大崎善生さんを偲ぶ

29歳でA級在籍のまま亡くなった故村山聖八段の生涯を小説にした
代表作「聖の青春」は大崎善生の作品で、今も時々思い出す。
村山聖さんの命日は覚えやすい8月8日だ。

大崎さんは、確か学生の頃から小説家を志して学習計画を立てて学んでこられて、さぁ、いざ小説を書こうとした時に、書きたい題材が見つからず
小説家を諦めた経歴があると聖の青春で書かれていた。

暇を持て余し?将棋道場に通い、紆余曲折あり、将棋世界の編集者として働くことになった。

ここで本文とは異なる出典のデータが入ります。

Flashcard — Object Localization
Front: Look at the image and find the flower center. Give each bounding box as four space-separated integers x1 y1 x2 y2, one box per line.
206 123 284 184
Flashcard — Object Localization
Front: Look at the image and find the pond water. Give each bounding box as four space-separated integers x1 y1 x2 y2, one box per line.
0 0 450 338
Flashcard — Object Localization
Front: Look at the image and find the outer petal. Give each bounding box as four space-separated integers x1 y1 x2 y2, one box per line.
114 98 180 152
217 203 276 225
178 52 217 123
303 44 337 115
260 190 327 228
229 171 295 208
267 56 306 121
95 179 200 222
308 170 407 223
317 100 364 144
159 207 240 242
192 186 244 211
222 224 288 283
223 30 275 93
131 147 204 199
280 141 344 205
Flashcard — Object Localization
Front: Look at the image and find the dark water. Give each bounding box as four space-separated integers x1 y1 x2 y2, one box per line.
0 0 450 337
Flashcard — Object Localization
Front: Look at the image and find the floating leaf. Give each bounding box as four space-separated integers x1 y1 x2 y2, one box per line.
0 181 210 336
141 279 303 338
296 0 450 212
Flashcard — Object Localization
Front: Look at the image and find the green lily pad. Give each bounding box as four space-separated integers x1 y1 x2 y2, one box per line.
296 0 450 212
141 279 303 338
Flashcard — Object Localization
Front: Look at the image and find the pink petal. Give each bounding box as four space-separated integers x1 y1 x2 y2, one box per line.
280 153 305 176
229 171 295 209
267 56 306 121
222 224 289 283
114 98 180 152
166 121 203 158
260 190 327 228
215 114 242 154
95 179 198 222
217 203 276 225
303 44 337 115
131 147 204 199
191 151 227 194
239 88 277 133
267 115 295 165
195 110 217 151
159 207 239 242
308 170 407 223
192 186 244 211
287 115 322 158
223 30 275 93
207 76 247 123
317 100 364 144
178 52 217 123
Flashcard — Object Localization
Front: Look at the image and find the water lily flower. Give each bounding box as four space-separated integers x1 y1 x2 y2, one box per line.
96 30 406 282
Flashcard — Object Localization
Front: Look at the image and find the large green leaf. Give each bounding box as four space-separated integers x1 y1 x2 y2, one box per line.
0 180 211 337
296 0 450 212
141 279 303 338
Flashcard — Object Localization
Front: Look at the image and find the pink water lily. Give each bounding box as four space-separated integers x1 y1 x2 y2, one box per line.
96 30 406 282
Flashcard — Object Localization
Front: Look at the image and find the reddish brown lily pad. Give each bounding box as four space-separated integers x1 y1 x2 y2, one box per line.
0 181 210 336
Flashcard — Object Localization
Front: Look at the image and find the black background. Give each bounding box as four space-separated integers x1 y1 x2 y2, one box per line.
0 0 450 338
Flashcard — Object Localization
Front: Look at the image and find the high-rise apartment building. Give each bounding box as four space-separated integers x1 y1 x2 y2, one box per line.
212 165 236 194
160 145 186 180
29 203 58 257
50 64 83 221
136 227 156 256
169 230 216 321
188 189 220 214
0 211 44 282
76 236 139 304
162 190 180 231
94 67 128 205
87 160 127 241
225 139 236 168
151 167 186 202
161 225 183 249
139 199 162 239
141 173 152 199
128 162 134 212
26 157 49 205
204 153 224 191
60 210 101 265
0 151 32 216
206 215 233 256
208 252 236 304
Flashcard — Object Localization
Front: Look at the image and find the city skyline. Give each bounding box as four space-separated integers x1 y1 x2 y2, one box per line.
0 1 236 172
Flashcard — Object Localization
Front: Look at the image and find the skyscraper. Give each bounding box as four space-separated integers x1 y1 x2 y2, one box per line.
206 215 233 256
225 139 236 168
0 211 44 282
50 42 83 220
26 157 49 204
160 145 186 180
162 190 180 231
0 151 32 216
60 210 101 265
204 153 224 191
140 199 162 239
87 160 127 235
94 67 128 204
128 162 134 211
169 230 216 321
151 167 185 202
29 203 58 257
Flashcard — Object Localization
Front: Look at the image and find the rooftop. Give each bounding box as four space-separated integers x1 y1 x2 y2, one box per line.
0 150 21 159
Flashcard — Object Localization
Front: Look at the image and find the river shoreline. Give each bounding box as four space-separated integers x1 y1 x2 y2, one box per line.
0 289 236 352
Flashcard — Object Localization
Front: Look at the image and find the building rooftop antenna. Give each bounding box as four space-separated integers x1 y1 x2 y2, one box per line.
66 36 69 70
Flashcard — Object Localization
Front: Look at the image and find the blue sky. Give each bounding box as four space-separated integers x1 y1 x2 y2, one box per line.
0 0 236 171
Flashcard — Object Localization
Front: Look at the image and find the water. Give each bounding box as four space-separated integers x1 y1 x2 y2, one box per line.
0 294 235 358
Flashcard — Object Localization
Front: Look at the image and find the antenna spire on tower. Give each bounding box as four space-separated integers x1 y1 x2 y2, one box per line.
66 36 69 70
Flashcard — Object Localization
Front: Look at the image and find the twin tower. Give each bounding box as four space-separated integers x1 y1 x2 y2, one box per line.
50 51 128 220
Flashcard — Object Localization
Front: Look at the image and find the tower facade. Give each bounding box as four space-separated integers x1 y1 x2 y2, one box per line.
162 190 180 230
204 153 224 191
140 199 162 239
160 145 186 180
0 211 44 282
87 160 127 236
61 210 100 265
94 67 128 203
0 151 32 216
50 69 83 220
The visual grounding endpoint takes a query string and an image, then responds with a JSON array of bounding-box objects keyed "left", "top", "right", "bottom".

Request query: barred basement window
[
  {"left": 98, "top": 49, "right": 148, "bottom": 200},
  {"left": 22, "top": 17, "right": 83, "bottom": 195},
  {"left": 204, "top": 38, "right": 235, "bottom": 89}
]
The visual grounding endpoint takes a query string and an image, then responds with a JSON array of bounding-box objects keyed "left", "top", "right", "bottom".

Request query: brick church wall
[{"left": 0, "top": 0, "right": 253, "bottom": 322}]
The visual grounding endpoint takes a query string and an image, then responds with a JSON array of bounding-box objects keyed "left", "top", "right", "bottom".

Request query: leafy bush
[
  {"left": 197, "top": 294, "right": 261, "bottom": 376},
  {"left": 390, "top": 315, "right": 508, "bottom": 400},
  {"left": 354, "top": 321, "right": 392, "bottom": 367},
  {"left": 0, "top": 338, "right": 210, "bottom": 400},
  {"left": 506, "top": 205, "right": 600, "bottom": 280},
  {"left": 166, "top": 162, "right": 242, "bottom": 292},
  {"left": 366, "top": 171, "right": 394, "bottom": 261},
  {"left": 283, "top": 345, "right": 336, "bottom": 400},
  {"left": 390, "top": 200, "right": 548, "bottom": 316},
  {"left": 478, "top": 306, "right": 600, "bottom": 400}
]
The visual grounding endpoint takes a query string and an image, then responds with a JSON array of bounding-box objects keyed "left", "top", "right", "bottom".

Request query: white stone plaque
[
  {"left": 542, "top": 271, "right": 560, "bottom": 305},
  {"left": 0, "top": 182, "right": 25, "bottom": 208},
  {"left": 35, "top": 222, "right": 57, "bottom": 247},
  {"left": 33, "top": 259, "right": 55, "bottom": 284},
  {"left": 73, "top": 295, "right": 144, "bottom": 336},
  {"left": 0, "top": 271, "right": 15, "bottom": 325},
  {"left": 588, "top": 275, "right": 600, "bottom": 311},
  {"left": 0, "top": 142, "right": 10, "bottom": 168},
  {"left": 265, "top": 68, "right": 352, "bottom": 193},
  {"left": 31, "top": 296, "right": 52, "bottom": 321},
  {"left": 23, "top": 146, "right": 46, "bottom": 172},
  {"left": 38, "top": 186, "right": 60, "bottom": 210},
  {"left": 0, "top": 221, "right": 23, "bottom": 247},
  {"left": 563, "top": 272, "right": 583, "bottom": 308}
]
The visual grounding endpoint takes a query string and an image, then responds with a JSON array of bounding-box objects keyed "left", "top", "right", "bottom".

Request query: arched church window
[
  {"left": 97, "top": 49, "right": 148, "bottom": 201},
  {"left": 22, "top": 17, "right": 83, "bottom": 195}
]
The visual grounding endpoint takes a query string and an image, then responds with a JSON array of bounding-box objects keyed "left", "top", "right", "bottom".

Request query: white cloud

その縁で、村山聖その師匠森信雄と親交を深め。村山聖が亡くなられた時、森師匠が村山聖の自叙伝を書いてくれる作家がなかなか見つからず、大崎さんが書いてくれるのが一番いいのになと言われたのがきっかけで、正に自分が書くべき題材が目の前にあることに気づかれた。そういう不思議な縁で作家になられた。

大崎さんの作品で、次に思い出すのは
団鬼六を題材とした赦す人だ。団鬼六は官能小説で世に出た作家で
懐が深い人生を歩んだことが分かる。将棋界の旦那衆にもなって
特にアマチュアの将棋指しを支援をした人だと思う。
団鬼六が残した将棋小説では真剣師小池重明が代表作の1つで、
小池重明の波乱盤上の人生を見事に描き切った。
そういった団鬼六の生涯を偲ぶ小説だった。

自分は将棋を指すのも好きだか、読むのも好きだ。
将棋で勝つというのは本当に大変なことで、そこにはドラマが生まれる。
大崎さんは将棋小説の面白さを教えてくれた人だと思う。
聖の青春の素晴らしさは20年経った今も色褪せない。不朽の名作だと思う。

大崎さんが亡くなられた8月は私にとって、また思い出すことが多い月になりました。ご冥福をお祈りします。